Why PvMP Is The Way It Is: Part II
In part one I took a look at how PvMP has developed over the years and its position with regards to the rest of the game. Here I am going to be looking at why things have come about the way they have.
In the last part I made much of the fact that PvMP is a side game and for good reason. Launching the game with PvMP included as a last minute addition that would effectively act as a mini ‘game within a game’ meant that LOTRO’s PvP faced two key problems from the start:
The system wasn’t finished. You can see this in the fact that the Defiler wasn’t made available until after the game launched. Less dramatically, but far more important in its ramifications, this unfinished state could be seen over the following five years as Turbine tried to fire ‘magic bullets’ at PvMP to make all the problems go away.
The second problem was a lot more subtle in that it perhaps wasn’t so easy to identify right away. However, even if it was hard to spot at first it’s effects would be impossible to miss as the game progressed. The problem was that with PvMP being a side game there was considerable difficulty for an active, long lasting, PvMP community to form and take root.
Right from the start then PvMP was saddled with two major drawbacks. The lack of polish to the system along with missing features; balance issues, etc meant that it was something of a niche for players. That niche status and lack of integration with the rest of the game meant that players would come and go with only the most dedicated sticking around consistently.
With only a relatively small core of players sticking around in PvMP for the long term it seems obvious that PvMP simply wouldn’t be able to generate the numbers that other aspects of the game, such as raids, instances, festivals, etc would be able to generate. That in turn leads to less attention being directed at PvMP in a cycle of diminishing returns.

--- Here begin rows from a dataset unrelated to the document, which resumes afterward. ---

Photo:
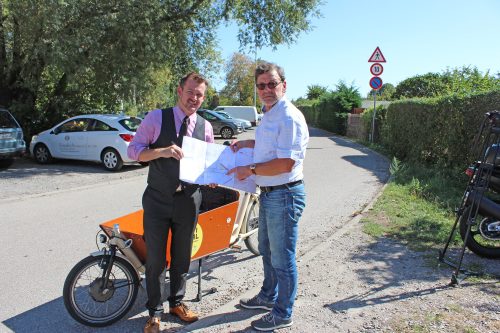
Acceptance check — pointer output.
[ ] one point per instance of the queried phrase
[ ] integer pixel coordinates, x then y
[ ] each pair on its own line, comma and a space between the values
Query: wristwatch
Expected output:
252, 168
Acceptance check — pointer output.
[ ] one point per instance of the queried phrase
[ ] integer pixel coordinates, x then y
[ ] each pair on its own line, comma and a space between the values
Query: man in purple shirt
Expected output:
168, 203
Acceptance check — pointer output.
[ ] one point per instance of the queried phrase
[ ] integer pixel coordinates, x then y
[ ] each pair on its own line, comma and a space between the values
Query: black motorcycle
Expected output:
481, 211
478, 217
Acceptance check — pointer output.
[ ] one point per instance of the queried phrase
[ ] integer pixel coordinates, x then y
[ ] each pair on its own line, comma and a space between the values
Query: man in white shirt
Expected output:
279, 152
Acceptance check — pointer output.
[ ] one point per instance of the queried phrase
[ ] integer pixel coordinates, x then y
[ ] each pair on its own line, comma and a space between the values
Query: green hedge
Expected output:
310, 114
437, 131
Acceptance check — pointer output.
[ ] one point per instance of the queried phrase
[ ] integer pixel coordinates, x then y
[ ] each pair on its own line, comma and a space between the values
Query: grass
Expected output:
417, 206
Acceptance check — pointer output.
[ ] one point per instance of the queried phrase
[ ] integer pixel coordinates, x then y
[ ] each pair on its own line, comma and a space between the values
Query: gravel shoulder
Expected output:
350, 282
355, 283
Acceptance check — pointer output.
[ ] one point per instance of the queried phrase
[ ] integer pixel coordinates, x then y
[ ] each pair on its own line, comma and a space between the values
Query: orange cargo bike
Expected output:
102, 287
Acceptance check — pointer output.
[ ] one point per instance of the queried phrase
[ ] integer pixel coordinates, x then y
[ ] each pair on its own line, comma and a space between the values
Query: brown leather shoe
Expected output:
152, 325
184, 313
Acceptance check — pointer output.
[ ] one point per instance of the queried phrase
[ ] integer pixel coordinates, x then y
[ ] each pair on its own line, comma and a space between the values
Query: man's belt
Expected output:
267, 189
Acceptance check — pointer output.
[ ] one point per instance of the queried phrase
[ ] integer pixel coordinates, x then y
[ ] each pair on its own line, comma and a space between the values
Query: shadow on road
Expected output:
27, 167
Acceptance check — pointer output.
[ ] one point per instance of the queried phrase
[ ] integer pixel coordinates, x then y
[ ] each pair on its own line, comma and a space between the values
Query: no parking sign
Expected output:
376, 83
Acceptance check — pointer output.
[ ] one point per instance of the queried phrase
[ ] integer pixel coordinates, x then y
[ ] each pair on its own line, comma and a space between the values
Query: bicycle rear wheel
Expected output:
88, 302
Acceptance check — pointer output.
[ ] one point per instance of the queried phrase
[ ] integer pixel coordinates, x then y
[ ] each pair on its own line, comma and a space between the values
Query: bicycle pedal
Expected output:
236, 247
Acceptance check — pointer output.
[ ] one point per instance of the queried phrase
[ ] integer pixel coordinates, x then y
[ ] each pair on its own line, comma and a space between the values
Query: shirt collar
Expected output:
179, 115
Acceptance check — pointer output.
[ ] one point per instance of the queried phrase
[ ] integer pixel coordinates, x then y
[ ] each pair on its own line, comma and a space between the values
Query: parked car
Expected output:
12, 143
93, 137
242, 112
245, 123
225, 127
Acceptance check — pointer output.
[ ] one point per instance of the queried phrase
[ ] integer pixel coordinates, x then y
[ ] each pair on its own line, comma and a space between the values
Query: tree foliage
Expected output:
333, 107
62, 57
465, 80
315, 91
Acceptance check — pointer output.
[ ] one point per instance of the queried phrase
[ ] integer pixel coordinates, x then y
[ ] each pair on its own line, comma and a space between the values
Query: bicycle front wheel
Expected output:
92, 303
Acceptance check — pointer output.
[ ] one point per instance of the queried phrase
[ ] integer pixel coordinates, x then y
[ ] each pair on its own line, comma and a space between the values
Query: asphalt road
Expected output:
50, 216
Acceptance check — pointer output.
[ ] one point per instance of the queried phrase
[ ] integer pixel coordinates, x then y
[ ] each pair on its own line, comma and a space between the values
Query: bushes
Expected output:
331, 110
437, 131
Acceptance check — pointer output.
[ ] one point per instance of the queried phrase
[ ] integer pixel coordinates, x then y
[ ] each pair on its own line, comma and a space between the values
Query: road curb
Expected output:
227, 309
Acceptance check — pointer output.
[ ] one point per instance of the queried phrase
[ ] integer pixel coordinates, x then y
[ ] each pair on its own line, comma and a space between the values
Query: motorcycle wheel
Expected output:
88, 303
477, 242
252, 242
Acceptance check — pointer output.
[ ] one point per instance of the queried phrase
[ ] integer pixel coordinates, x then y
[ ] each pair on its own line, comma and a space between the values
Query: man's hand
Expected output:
172, 151
242, 172
237, 145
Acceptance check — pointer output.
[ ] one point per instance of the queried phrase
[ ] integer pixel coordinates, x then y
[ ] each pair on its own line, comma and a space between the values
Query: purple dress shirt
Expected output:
149, 130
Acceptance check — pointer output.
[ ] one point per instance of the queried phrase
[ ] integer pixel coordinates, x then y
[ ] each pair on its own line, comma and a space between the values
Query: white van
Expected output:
243, 112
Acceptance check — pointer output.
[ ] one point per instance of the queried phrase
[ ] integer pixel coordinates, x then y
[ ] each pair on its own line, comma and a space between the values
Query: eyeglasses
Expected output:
270, 85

It is important to point out that Turbine have, from time to time, come along and given PvMP an injection of dev time. It’s is especially apparent in the time sine Kelsan started heading up PvMP. The key here though is that despite good intentions, and some great work, the changes that have come to PvMP haven’t really expanded the system at a base level.

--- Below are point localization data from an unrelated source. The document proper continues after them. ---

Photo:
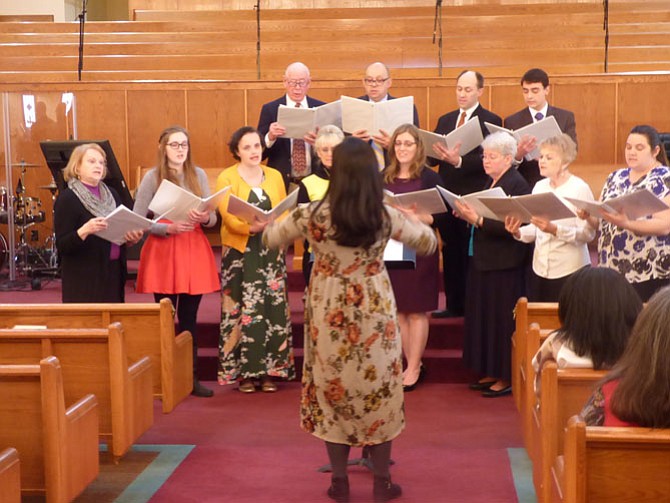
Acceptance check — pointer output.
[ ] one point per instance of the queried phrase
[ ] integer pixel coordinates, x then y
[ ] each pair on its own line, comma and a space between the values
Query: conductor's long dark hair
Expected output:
355, 195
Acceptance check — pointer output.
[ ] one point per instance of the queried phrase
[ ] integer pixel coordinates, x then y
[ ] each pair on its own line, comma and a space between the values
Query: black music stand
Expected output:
57, 154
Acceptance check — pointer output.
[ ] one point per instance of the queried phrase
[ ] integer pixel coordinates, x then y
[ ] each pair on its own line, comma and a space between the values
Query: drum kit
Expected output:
24, 211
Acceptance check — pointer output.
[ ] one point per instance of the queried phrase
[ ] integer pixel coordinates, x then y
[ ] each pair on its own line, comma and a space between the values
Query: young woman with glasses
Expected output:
177, 260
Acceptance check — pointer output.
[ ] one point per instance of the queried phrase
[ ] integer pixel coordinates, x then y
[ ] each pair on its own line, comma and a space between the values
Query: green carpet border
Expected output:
522, 473
153, 476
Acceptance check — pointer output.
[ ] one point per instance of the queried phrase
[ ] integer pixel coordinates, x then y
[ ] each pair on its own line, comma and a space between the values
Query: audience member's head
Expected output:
377, 81
469, 88
327, 139
597, 309
635, 144
642, 395
535, 86
296, 81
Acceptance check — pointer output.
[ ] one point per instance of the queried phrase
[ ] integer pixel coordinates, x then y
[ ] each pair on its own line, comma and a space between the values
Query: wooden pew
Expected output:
149, 330
563, 393
605, 464
10, 476
93, 360
525, 313
57, 445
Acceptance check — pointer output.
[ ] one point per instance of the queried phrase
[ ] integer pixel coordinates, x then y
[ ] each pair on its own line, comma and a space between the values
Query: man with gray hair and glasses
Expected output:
291, 157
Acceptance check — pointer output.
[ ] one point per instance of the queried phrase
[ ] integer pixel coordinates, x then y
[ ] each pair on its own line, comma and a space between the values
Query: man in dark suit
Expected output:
377, 82
461, 175
535, 85
291, 157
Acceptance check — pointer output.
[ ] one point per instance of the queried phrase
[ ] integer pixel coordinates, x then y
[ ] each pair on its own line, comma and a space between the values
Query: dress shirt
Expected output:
291, 103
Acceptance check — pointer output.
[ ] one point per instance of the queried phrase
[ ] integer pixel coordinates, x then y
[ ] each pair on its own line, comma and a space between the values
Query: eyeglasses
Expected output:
175, 145
375, 82
297, 83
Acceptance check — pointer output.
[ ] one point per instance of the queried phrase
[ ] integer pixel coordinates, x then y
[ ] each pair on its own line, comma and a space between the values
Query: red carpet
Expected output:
250, 449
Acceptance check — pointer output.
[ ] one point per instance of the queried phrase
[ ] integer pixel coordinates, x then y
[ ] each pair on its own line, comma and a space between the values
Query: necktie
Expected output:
461, 120
298, 160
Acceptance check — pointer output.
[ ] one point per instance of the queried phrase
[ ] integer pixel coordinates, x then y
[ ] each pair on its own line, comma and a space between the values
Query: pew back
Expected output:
58, 446
92, 361
149, 331
604, 464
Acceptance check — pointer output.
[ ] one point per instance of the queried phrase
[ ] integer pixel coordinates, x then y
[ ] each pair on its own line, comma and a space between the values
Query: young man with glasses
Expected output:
291, 157
535, 87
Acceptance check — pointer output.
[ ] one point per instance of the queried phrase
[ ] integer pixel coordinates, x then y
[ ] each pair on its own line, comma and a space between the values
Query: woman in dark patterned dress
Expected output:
638, 249
255, 341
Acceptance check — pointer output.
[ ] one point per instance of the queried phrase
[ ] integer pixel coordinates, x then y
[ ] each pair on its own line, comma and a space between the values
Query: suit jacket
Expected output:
470, 177
566, 121
495, 249
279, 155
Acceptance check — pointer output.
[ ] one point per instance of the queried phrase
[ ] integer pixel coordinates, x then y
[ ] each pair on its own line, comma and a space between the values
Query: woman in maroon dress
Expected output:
415, 290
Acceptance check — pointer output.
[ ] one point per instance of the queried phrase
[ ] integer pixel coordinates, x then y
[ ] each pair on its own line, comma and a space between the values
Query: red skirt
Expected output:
178, 263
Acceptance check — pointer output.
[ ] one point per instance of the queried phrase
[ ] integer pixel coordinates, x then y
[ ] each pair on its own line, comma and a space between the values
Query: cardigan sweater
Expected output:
234, 230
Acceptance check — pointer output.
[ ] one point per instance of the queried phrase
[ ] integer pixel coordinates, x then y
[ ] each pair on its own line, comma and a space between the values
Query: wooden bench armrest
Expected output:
81, 407
180, 368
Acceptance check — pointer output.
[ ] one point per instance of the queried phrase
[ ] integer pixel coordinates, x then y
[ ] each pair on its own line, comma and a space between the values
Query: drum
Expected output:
28, 210
4, 251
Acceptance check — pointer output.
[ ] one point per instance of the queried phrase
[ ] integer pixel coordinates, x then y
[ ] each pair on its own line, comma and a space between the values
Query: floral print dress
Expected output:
255, 332
638, 258
352, 375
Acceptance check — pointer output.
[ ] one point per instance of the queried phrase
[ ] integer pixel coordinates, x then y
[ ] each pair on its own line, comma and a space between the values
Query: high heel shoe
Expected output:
385, 490
411, 387
339, 490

It’s the initial failure to establish a strong PvMP community that is at the heart of LOTRO’s PvMP problems. Players need to feel that their gameplay matters and in PvMP the feeling one gets is very often the opposite. The obvious solution would be to expand the scope of PvMP and integrate it more tightly with the rest of LOTRO. However, here we run into a major obstacle: the community. Whilst a broad based long lasting PvMP community has proved elusive a strong PVE centric community did take shape and its a community that at best views PvMP with indifference and at worst views it with outright hostility.
LOTRO became, and is resolutely, a PVE centric game. Broadening PvMP out of its narrow confines is something that will likely see opposition from many players. Perhaps they might feel that dev time is being taken away from PVE systems; they might feel the game is heading away from its core values; they might see an expansion of PvMP as a threat to the aspects of the game they most enjoy and so on. These are all understandable reactions of course, but they underscore the difficulty LOTRO has in making PvMP anything more than a side game.
The Art Of The Impossible
So how does PvMP ever become more than it is? Well there are in fact some encouraging signs. For starters the RoR PvMP update is more than just a lick of paint, it is obviously aimed at paving the way for the Ettenmoors to see more usage. That fact alone is very telling because it shows us that the devs are not happy with PvMP from a business viewpoint.

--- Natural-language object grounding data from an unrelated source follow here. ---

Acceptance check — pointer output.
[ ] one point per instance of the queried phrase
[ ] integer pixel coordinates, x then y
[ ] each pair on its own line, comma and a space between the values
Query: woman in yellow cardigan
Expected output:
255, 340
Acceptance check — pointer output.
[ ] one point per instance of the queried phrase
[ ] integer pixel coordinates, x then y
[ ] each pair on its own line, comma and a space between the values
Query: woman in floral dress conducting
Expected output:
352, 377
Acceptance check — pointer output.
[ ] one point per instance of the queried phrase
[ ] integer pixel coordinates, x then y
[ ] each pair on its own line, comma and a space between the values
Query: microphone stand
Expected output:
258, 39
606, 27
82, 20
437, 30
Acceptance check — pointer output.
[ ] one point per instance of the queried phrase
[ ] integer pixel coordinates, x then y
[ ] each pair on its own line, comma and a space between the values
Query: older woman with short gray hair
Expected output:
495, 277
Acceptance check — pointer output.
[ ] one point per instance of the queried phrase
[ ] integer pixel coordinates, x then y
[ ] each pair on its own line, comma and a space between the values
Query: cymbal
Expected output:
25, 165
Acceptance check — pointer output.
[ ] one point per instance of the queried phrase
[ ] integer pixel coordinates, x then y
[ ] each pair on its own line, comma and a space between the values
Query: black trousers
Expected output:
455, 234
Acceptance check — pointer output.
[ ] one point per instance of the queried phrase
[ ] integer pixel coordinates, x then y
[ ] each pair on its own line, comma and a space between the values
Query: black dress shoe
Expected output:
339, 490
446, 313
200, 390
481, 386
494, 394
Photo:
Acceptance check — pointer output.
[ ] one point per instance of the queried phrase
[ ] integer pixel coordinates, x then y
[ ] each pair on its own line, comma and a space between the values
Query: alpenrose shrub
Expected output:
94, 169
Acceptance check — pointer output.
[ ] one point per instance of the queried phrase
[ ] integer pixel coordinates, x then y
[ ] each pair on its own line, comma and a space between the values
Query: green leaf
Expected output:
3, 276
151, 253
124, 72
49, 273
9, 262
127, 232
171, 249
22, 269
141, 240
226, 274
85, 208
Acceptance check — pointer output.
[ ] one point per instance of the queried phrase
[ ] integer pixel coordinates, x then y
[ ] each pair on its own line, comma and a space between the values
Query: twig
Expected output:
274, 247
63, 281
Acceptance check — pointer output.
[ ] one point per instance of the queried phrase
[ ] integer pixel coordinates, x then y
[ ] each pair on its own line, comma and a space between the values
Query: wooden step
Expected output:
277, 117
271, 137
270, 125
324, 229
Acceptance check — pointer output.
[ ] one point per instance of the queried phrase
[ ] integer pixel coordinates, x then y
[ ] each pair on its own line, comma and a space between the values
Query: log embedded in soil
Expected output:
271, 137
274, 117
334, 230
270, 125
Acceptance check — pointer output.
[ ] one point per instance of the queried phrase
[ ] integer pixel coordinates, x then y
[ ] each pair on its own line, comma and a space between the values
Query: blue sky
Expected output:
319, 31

The side game nature of PvMP means that it sees relatively limited use. That isn’t a good thing if you are wanting to make money from it and PvMP is a potential cash cow in this F2P era. That the devs would want to see more PvMP players, and thus more PvMP cash, seems obvious. The first step is of course to make the Ettenmoors fit for purpose, which I think is what we are seeing the start of with RoR.
It’s the step beyond that that will be the most challenging. The Ettenmoors is what it is, but it is never going to be able to generate the sort of PvMP community that befits a top tier MMO. For that to happen PvMP needs to expand, not just into other regions, but into the rest of the game through better use of technology, more integration with existing systems and so on.
Whether Turbine has the will to push through such changes at this stage of the game will ultimately decide if PvMP can ever be more than the sum of its parts.